ASX starts lower; Westpac slides on fresh job cuts
More news: Australian shares lowered at the open amid broad losses across the market, with 10 of the 11 sectoral indices dropping into negative territory. The benchmark S&P/ASX 200 index was down 54.2 points, or 0.61%, to 8,791.7 at 10:30am AEST.
Energy (+0.6%) was the only sector in the green as oil producers Karoon Energy (+1.4%), Beach Energy (+1.1%), Santos (+0.9%) and Woodside Energy (+0.6%) all advanced.
Deterra Royalties was the top performer on the ASX 200, adding 5.6% after agreeing to sell non-core gold offtakes and royalties for a combined $91 million.
Technology (-0.9%) and financial (-0.8%) stocks were the worst hit by the early selloff.
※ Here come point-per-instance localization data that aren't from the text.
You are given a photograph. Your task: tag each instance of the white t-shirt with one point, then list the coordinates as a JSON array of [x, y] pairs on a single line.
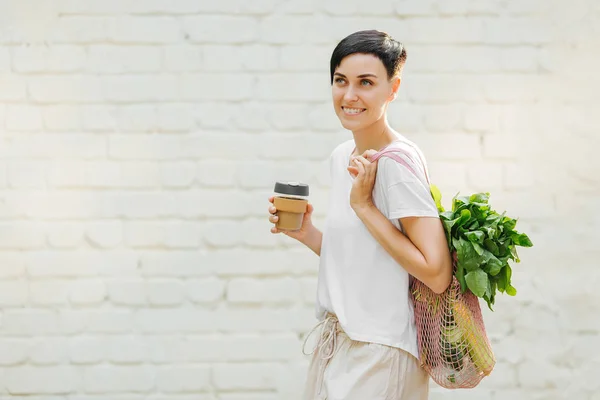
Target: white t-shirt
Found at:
[[359, 281]]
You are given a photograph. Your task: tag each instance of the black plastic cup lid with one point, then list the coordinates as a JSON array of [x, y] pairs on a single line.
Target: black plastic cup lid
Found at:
[[291, 188]]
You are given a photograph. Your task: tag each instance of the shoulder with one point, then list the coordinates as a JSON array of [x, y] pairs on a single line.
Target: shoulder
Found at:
[[402, 161], [342, 149]]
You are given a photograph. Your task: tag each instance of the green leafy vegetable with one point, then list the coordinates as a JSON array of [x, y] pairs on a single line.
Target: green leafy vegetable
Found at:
[[483, 241]]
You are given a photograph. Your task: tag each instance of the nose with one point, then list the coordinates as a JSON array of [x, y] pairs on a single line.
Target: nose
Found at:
[[350, 95]]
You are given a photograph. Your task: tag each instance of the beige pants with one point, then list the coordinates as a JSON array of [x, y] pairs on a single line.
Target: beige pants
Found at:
[[344, 369]]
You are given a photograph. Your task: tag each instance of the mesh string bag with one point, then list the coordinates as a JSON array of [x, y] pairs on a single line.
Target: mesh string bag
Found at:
[[453, 345]]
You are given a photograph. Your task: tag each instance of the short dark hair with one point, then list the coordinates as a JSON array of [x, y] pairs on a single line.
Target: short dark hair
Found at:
[[390, 51]]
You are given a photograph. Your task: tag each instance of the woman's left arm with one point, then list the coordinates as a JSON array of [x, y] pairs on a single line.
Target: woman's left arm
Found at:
[[422, 252]]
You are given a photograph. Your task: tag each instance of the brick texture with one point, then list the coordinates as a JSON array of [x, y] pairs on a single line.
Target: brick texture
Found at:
[[139, 141]]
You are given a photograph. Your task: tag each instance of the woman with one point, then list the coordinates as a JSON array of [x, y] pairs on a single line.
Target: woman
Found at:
[[382, 228]]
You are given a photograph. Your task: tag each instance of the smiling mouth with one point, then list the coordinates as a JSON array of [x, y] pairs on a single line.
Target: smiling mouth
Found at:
[[353, 111]]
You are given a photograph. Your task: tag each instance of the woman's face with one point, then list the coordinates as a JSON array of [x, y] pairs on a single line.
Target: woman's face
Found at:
[[361, 91]]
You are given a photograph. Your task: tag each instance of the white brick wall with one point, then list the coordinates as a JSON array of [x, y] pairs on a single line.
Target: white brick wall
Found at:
[[139, 142]]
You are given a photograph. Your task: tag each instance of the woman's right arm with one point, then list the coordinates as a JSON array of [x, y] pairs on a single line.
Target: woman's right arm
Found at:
[[308, 234], [313, 240]]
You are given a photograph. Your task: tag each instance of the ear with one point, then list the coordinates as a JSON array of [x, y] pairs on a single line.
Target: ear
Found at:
[[395, 87]]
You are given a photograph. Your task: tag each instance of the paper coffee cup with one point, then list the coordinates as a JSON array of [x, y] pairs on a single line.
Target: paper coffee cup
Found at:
[[291, 201]]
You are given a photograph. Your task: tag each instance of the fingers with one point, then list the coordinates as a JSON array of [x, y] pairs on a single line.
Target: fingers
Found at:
[[360, 164], [367, 165], [369, 153]]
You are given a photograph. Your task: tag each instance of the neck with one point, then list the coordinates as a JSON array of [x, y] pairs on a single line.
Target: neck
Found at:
[[376, 136]]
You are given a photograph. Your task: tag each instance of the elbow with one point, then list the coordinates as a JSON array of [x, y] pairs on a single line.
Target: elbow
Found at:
[[441, 279]]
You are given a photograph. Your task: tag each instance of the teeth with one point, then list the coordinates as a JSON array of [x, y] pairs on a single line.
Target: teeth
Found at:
[[353, 110]]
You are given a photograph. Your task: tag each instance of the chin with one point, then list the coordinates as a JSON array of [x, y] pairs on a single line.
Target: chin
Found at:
[[350, 125]]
Big four lender Westpac dropped 1.3% amid reports the company will cut 200 bank teller jobs across its branch network.
Australian shares to lift as Fed chair Powell comments weigh on Wall Street
The news: Australian shares are set to nudge higher at the open after US stocks ended their multi-day rally, retreating after new comments by Federal Reserve chair Jerome Powell provided few clues on the prospect of further interest rate cuts.
The numbers: Updated at 7:30am AEST:
- ASX futures: up 6 points, or 0.06%, to 8,865
- Wall Street: Dow Jones down 0.19%, S&P 500 down 0.55% and Nasdaq down 0.95%
- Europe: CAC 40 up 0.54%, DAX up 0.36% and FTSE 100 down 0.04%
- Spot gold: up 0.46% to USD3,764 per ounce
- Oil prices: Brent up 0.34% at USD67.20/bbl and US WTI up 2.22% to USD63.66/bbl
- AUD: down 0.03% to 65.98 US cents
- Bitcoin: down 0.71% to USD111,972.
The context: All three of Wall Street's major indices pulled back as Powell said the US central bank needs to weigh inflation concerns with a weakening job market before its next interest rate calls.
Stocks slipped from a series of record closing highs, as the tech-heavy Nasdaq led declines. Megacaps Nvidia and Amazon each closed 2.8% lower.
Fed officials cut their benchmark interest rate by a quarter percentage point last week and pencilled in two more reductions this year following months of intense pressure from the White House to slash borrowing costs.